Le président sortant de la Côte d’Ivoire, Laurent Gbagbo, est aujourd’hui en passe de gagner son pari. Nonobstant les multiples pressions internationales qui s’exercent sur lui pour qu’il cède le pouvoir à son rival, Alassane Dramane Ouattara, Gbagbo n’en a cure et donne, en plus, l’impression d’avoir de l’aplomb. Sans doute donc qu’il finira un jour par avoir tout le monde à l’usure.

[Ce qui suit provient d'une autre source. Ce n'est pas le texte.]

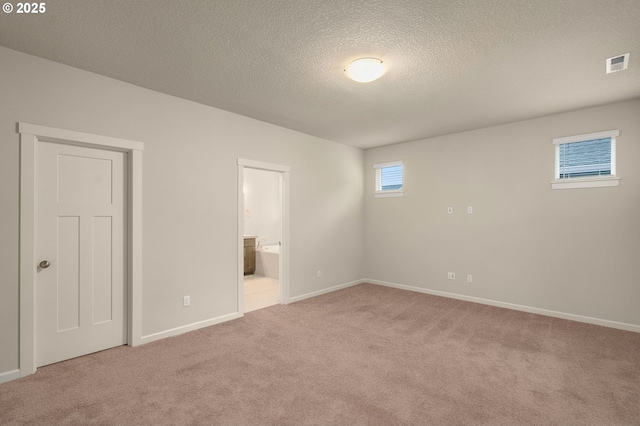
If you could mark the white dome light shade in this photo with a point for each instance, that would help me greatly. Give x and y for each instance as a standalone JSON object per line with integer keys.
{"x": 365, "y": 70}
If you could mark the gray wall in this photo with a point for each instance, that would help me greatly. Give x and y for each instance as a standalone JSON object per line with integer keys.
{"x": 573, "y": 251}
{"x": 189, "y": 191}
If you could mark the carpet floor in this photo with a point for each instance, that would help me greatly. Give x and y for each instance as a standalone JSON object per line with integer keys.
{"x": 365, "y": 355}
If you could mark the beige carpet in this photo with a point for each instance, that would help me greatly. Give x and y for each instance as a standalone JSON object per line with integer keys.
{"x": 366, "y": 355}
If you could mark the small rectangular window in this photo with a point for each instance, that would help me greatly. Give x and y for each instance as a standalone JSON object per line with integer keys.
{"x": 586, "y": 160}
{"x": 389, "y": 179}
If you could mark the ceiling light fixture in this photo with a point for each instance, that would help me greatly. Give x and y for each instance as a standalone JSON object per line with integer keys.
{"x": 365, "y": 70}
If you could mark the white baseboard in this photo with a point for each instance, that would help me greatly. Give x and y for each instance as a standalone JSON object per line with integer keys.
{"x": 325, "y": 291}
{"x": 7, "y": 376}
{"x": 186, "y": 328}
{"x": 546, "y": 312}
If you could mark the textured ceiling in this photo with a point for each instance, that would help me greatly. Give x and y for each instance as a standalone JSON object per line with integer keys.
{"x": 453, "y": 65}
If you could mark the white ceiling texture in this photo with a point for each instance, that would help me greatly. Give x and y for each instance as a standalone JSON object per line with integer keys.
{"x": 453, "y": 65}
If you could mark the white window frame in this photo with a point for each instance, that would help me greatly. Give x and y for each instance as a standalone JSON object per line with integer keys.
{"x": 379, "y": 192}
{"x": 590, "y": 181}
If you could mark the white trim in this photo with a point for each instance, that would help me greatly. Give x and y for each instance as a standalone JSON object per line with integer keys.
{"x": 326, "y": 290}
{"x": 86, "y": 139}
{"x": 7, "y": 376}
{"x": 30, "y": 134}
{"x": 263, "y": 166}
{"x": 539, "y": 311}
{"x": 587, "y": 137}
{"x": 585, "y": 183}
{"x": 389, "y": 193}
{"x": 590, "y": 181}
{"x": 390, "y": 164}
{"x": 284, "y": 265}
{"x": 189, "y": 327}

Certes, on savait jusque-là, qu’en dehors des dirigeants de la "modeste" Gambie, les chefs d’Etat de la CEDEAO (Communauté économique des Etats de l’Afrique de l’Ouest) étaient unanimes quant au départ inconditionnel et immédiat de Gbagbo du palais de Cocody et ce, même par l’usage de la force si nécessaire. Hélas ! Les fêlures longtemps redoutées semblent aujourd’hui se dessiner et risquent d’affecter durement la position de l’institution sous-régionale qui, de toute évidence, joue sa crédibilité dans cette crise ivoirienne. En effet, après avoir annoncé le 30 novembre 2010 que le Ghana n’enverra pas de troupes en Côte d’Ivoire, le président John Atta Mills, a cyniquement déclaré vendredi dernier, que son pays ne "prendrait pas parti" dans la crise que vit la Côte d’Ivoire, et soutiendrait le gouvernement "quel qu’il soit". Une attitude caméléonesque qui suscite bien des interrogations : que veut réellement le Ghana ?

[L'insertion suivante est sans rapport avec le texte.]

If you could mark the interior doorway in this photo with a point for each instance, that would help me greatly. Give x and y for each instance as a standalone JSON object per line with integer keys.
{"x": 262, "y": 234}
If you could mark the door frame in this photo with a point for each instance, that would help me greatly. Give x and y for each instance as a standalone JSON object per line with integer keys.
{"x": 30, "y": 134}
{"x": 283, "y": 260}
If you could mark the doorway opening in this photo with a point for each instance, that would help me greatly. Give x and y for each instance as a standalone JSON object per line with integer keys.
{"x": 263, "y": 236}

Le président Atta Mills tire-t-il profit de la crise ivoirienne au point de se démarquer outrageusement de ses pairs de la CEDEAO ? Ce qui est sûr, c’est qu’il ne saurait arguer d’une quelconque appréhension de réprésailles à l’encontre de la diaspora ghanéenne en Côte d’Ivoire, d’autant que certains pays de la sous-région, en l’occurrence le Burkina et le Mali y comptent plus de ressortissants. Il y a là anguille sous roche, surtout que le président ghanéen avait signé le 7 décembre 2010 le communiqué final de la CEDEAO qui reconnaissait non seulement la victoire de Alassane Ouattara mais enjoignait également Laurent Gbagbo de céder instamment le pouvoir, sous peine d’intervention militaire.

En tout cas, la situation actuelle en Côte d’Ivoire est telle, qu’aucun Etat, pour autant qu’il soit sincère et lié aux décisions de la communauté internationale, ne peut prétendre rester neutre. Refuser de prendre position, c’est faire preuve d’hypocrisie. Et cela, il faut le dire, le président Atta Mills soutient Gbagbo et défend sans doute des intérêts en Côte d’Ivoire. D’ailleurs, il aurait mieux fait de se taire que de nous servir une sortie iconoclaste avec une position apocryphe.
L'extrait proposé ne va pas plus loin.